Ein zweites dazugehöriges Thema, was an Haushaltsrisiken einzupreisen ist, ist der Länderfinanzausgleich. Der ist gestern verhandelt worden. Gestern hätte es Entscheidungen geben sollen, damit wir Planungssicherheit für die Haushalte nach 2019 haben. Aber rückwärts hat es eine große Auswirkung auch auf den Doppelhaushalt 2016/2017 und 2018/2019. Es gab gestern keine Einigkeit, wie der Länderfinanzausgleich geregelt werden soll, weil die westdeutschen Länder der Meinung sind, der Soli könnte einfach entfallen und das Volumen, das derzeit aus dem Soli entsteht, das sind 14 Milliarden, kassiert der Bund allein. Diese 14 Milliarden werden nicht zur Verfügung gestellt, wie sie bisher adressiert waren für strukturbenachteiligte Regionen. Da will Herr Schäuble mit 8,5 Milliarden alle Länder, alle über alle gleichschalten und runterziehen. Das Problem ist, dass dabei Bayern 1 Milliarde mehr haben will, weil sie sagen, dass sie Zahlerland sind, wir möchten 1 Milliarde behalten. Und Nordrhein-Westfalen sagt, dass sie den Umsatzsteuervorwegabzug weghaben möchten, das ist noch einmal 1 Milliarde. Alleine der Umsatzsteuervorwegabzug wird beim Länderfinanzausgleich in Zukunft 8 Milliarden an Geld in den neuen Ländern abfließen lassen, die uns nicht mehr zur Verfügung stehen. Insoweit reden wir zurzeit über ein echt hartes Problem. Und ich würde mich freuen, wenn es hier im Hohen Haus die gleiche Einigkeit gäbe wie unter den ostdeutschen Ministerpräsidenten.
Gestern hat Herr Haseloff ganz deutlich gesagt, ich kann es gar nicht besser sagen; wenn ich es formulieren würde, würden Sie am lautesten darüber schreien. Herr Haseloff hat gestern gesagt in der Runde bei Frau Bundeskanzlerin, er möchte nicht erleben, dass im Jahr 2020 die DDR an den fiskalischen Grunddaten wiederzuerkennen ist.

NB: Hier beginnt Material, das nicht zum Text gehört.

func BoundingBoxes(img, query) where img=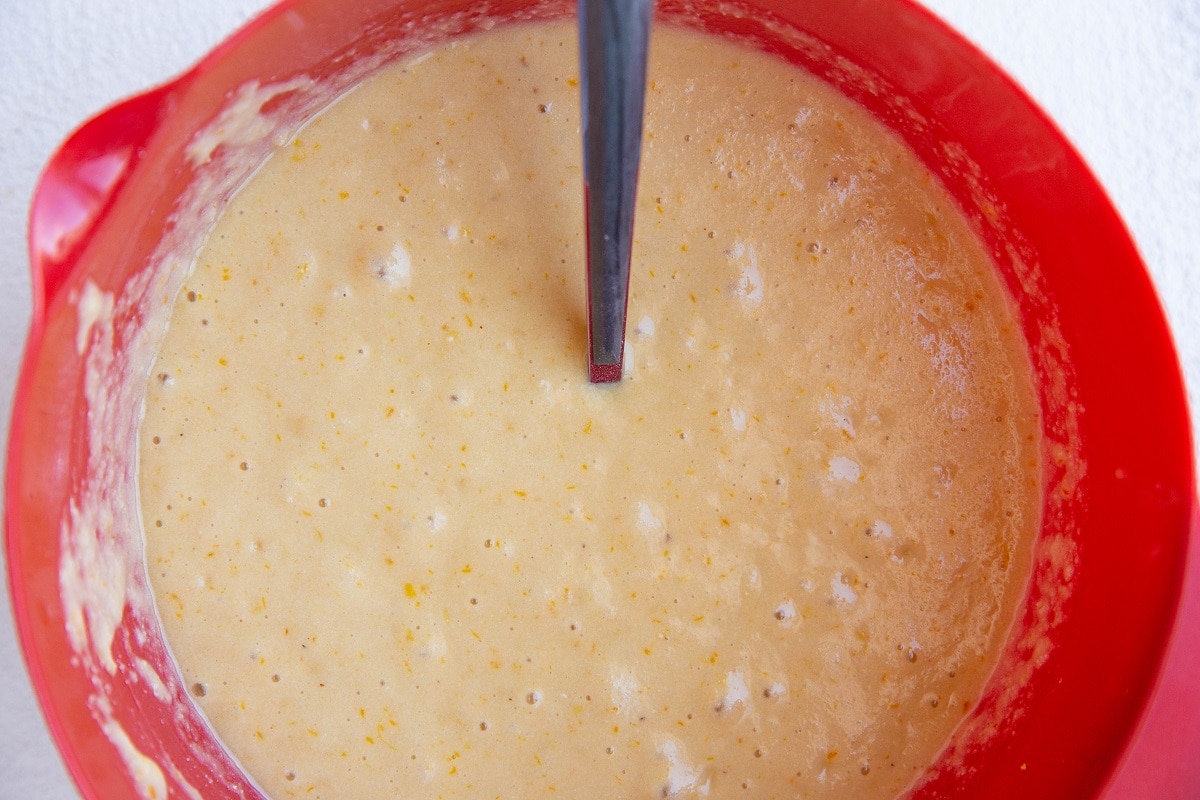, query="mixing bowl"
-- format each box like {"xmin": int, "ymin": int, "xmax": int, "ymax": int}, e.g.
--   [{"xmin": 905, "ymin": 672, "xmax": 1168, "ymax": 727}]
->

Und er möchte nicht akzeptieren, dass die neuen Länder abgehängt werden.
Und er möchte nicht erleben, dass auf einmal die Westdeutschen unter sich ihre Gelder aufteilen und wir so als dranhängendes Gebiet gebucht werden. Deshalb ist es eine sehr ernste Angelegenheit, ob wir beim Länderfinanzausgleich eine Balance hinbekommen, bei der die Zahlerländer und die Nehmerländer wieder in einer vernünftigen Relation zueinander stehen. Da bin ich sehr einverstanden, weil es kein Zustand ist, dass es nur noch drei Geberländer gibt und alle anderen nur noch Nehmerländer sind. Das ist eine fehlerhafte Entwicklung. Das setzt aber voraus, dass in das System Geld hineingegeben wird. Und die Idee der neuen Bundesländer ist nach wie vor, den Soli weiter zu behalten, aber nicht als Ost-West-Soli, sondern als Fi
nanzinstrument für abgehängte Regionen. Und das Geld darf nur gegeben werden, wenn es eine Investition in die Zukunft ist und dann anschließend die Region besser dasteht. Wenn Sie wissen wollen, wo im Jahr 2015 Thüringen, Sachsen-Anhalt, Sachsen, Brandenburg, Mecklenburg-Vorpommern stehen – im Durchschnitt 53 Prozent der Steuerkraft pro Kopf im Verhältnis zum Durchschnitt der Bundesrepublik Deutschland, 53 Prozent. Wir haben schöne Innenstädte, wir haben das Geld gut investiert. Da bin ich auch sehr einverstanden. Keine Kritik an irgendjemandem, der da Geld ausgegeben hat und Geld angelegt hat. Aber 53 Prozent Steuerkraft reicht nicht aus, dass unsere Kommunen sich selber finanzieren können und dass wir einen Landesetat finanzieren können,
und die Wirtschaftskraft liegt bei 74 Prozent im Schnitt mit Abstand zum Durchschnitt der Bundesrepublik Deutschland.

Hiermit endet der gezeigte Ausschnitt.